Mullein has about 40 folk names such as Aaron's Rod, Peter's Staff, Royal Candle and Flannel Leaf or Velvet Plant. The felt on its leaves feels soft to the fingers but it is made up of fine prickly hairs which, if rubbed on your cheek, may make it burn for hours. Farm boys used to dry and smoke them. Our Bulletin No. 466 -- A relates other interesting facts about mullein.

Our great grandmothers used to plant a European Figwort called Butter- and-Eggs, or Toadflax, in their gardens because it bears a tall spike of rich yellow and orange flowers. It soon escaped, became a weed, and now grows wild in waste places and sandy soils from coast to coast. Snapdragon, Kenilworth Ivy, Speedwell and Foxglove are Figworts cultivated in gardens or indoors.

False Foxglove is a late-blooming native woodland plant with lacy fern- like leaves and five-petalled lemon-yellow flowers that are tubular and shaped like a bell.

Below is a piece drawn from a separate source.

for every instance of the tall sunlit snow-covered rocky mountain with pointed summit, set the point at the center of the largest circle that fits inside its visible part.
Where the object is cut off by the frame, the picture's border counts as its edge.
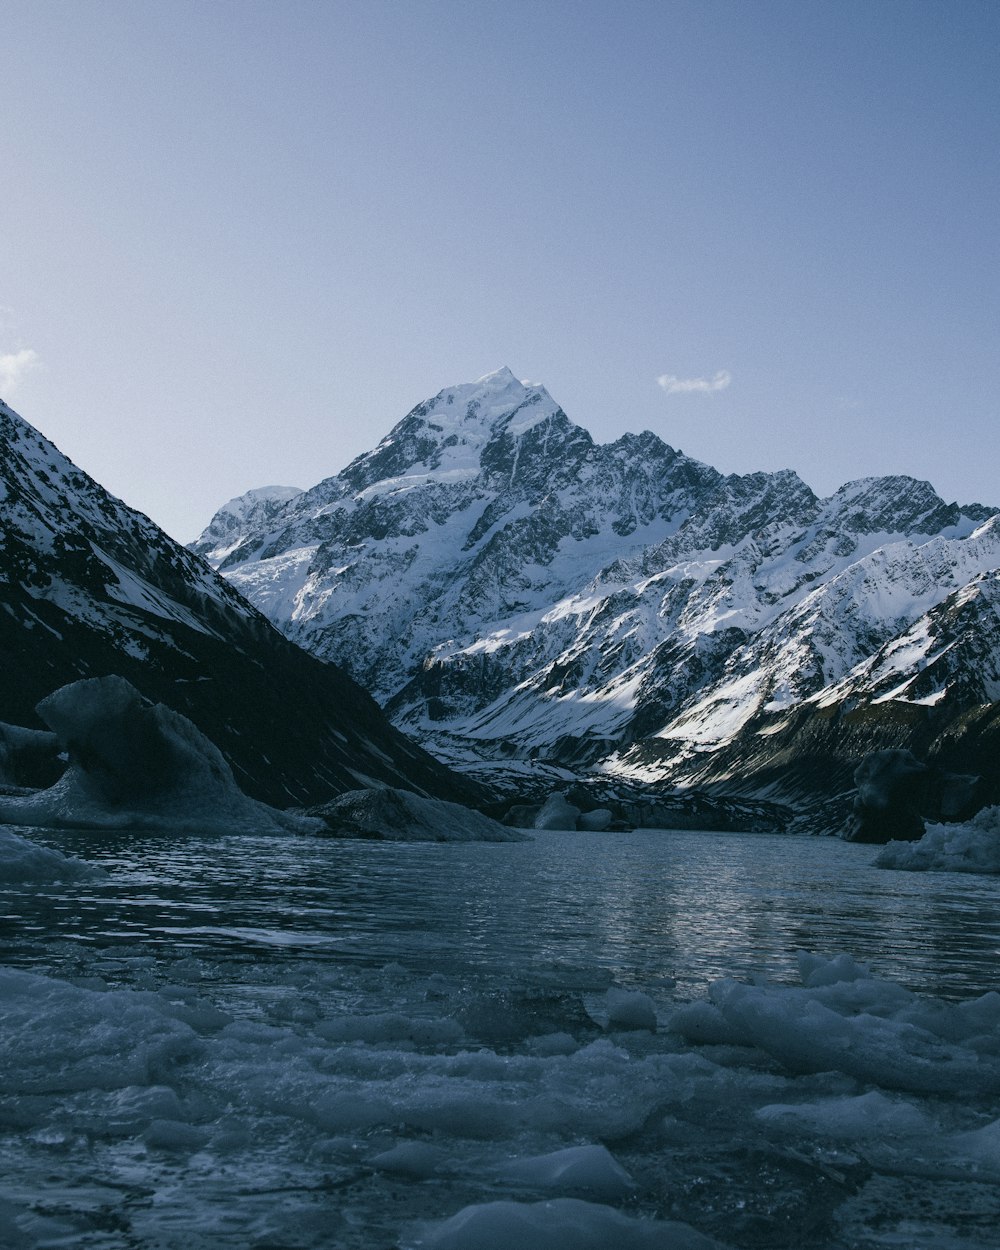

It seems to be partial to oaks and may be a parasite that gets part of its food from the roots of those trees.

Indian Paint Brush or Painted Cup is another Figwort and an oddity of our original prairies. What appears to be the bloom is really the vividly colored tips of leaves directly under the blossom -- usually scarlet or vermilion but sometimes orange or yellow. It, too, is thought to be partially parasitic on the roots of other plants. A western species is the state flower of Wyoming.